Experts' know-how is exported as much as possible in the form of automated tools to enable more efficient use of time and resources which can be better targeted to make reliable estimates instead of mechanical data processing. People think that they have a right to be heard and their opinions and concerns to be acknowledged. Often conflicts in a society occur because some group thinks they were not heard and they cannot influence their own case; then they lose trust. Shared understanding is a systematic method that has been developed and implemented in THL. It offers a channel for citizens to be heard also in this project.
The project implementation is conducted in seven work packages (
WP1. State of art review and inventory of the resources available
Responsible group leader: Prof. Pekka Neittaanmäki (Dep. of Math. Inf. Tech. JYU)

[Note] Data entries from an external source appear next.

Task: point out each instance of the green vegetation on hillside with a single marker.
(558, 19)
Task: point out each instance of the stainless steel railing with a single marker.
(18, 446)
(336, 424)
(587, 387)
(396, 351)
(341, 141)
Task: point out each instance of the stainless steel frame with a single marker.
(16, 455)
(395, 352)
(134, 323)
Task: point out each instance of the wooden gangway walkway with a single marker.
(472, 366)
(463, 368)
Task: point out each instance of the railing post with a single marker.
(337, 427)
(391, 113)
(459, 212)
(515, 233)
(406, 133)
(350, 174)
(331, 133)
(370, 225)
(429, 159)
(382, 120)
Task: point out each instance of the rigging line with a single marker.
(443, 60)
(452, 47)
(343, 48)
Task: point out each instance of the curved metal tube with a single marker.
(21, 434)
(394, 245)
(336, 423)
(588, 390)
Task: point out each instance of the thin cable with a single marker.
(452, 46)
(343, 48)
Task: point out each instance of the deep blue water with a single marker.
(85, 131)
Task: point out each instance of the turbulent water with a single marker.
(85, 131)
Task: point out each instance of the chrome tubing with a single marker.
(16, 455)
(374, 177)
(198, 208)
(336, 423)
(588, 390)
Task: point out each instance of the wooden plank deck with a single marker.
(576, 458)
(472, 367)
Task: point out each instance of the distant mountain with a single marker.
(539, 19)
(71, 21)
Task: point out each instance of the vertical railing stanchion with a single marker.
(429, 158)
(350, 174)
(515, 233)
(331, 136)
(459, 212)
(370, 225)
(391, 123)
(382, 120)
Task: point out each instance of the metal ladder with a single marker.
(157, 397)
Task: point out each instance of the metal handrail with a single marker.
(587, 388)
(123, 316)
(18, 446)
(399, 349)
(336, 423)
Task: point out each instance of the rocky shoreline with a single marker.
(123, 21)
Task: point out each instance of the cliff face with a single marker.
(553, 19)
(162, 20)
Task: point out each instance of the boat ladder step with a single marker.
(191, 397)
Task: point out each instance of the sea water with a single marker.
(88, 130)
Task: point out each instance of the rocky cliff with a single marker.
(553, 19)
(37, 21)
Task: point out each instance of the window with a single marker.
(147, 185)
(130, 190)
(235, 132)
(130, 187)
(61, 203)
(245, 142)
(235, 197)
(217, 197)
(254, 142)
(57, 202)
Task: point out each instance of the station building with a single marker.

Research Group: Ph.D. Tero Tuovinen, Ph.D. Annemari Soranto
Schedule: M1-M5, M37-M41, (5+5) Linking to: WP2
Description: In this work package we will identify the best practices of available open databases and models. Already publicly available projects, codes, interfaces and modeling frameworks that can help in the realization of Unicorn will be listed and studied. These include domestic databases and modeling environments such as THL’s Opasnet, and international codes such as the Open Modeling Interface, OpenDA data assimilation tools, OpenEarth tools and Earth System Modeling Framework. There are several large scale domestic ICT-networks and projects going on like VALTORI, ENVIBASE. They will be identified and the collaboration will be established when needed.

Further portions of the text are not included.